Regular Expressions or RegEx make string manipulations easy and in fact provides quite a few advanced formatting, filtering options. The regular expressions come as 4 different types of functions

1. REGEXP_SUBSTR – Advanced Sub-String function
2. REGEXP_INSTR – Advanced String position evaluation function
3. REGEXP_LIKE – For doing advanced filtering on a result set
4. REGEXP_REPLACE – For doing advanced multiple-iterative string replace

In order to achieve the above requirement, we need to use these database functions. And of course, we need to use EVALUATE to call these database functions. To split the above comma separate customer attributes, we need to use RegEx functions given below

Customer Phone – REGEXP_REPLACE(CUSTOMER_DETAILS,’(.*),(.*),(.*),(.*),(.*),(.*),(.*),(.*)’,'\4′)

Customer Email – REGEXP_REPLACE(CUSTOMER_DETAILS,’(.*),(.*),(.*),(.*),(.*),(.*),(.*),(.*)’,'\3′)
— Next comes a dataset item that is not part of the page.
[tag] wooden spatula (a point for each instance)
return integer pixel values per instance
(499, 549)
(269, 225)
Now use EVALUATE and pass down the above RegEx functions back to the database.



If you look at the report now, you should basically have the individual attributes in a separate column as shown below.
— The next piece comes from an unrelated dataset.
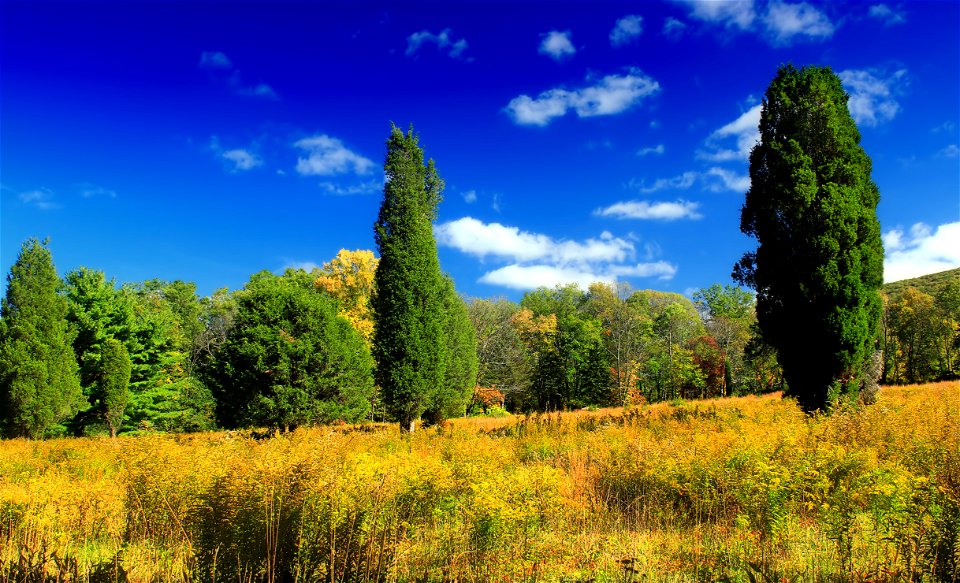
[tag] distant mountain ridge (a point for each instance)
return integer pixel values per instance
(928, 284)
The above was one requirement. Lets look at another requirement now. In some cases, when you are reporting against transactional applications, you would have columns which get entered as free flowing text. The requirement is to classify these columns into 3 types. One is numeric, the other is free text without numbers and the third is alphanumeric. The requirement is to basically give a provision to the end users to choose a specific type and then that column should only the corresponding text i.e. for example if numeric is chosen only the text where numbers were entered should be displayed. In normal sql terms, filtering for numerals and alpha-numerals require separate logic and is complicated as well. We shall see how we can achieve this using RegEx.
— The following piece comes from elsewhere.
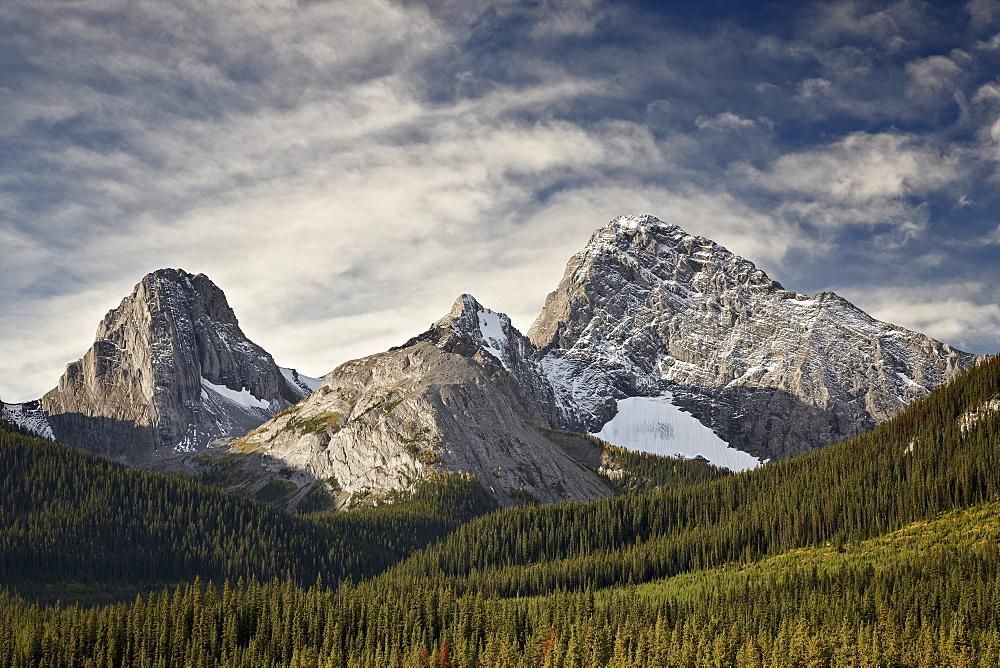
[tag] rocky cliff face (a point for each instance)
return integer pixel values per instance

Lets first take a look at the report


Now, lets create a prompt which will produce just 3 values (Numeric, Alphabets, Alpha-Numeric).



Add the follwing code
SELECT 'Numeric' FROM RegEx WHERE CUSTOMERS_DETAILS.COMMENTS IS NOT NULL
UNION ALL
SELECT 'Alphabets' FROM RegEx WHERE CUSTOMERS_DETAILS.COMMENTS IS NOT NULL
UNION ALL
SELECT 'Alpha-Numeric' FROM RegEx WHERE CUSTOMERS_DETAILS.COMMENTS IS NOT NULL

Make this prompt to set a presentation variable called AlphaNum.



Now go to the original report and create a filter as shown below

CASE WHEN '@{AlphaNum}{Numeric}' = 'Numeric'
THEN EVALUATE('REGEXP_SUBSTR(%1,''^\d+$'')',CUSTOMERS_DETAILS.COMMENTS)
WHEN '@{AlphaNum}{Numeric}' = 'Alphabets'
THEN EVALUATE('REGEXP_SUBSTR(%1,''^[a-zA-Z]+$'')',CUSTOMERS_DETAILS.COMMENTS)
ELSE EVALUATE('REGEXP_SUBSTR(%1,''^[a-zA-Z0-9]+$'')',CUSTOMERS_DETAILS.COMMENTS) END IS NOT NULL



Now include this report in the main dashboard along with the prompt.





As you see, the RegEx functions are pretty powerful. And of course, with the advent of EVALUATE, we now have the capability to leverage them from BI EE itself. This saves time and effort in implementing complex string based logics.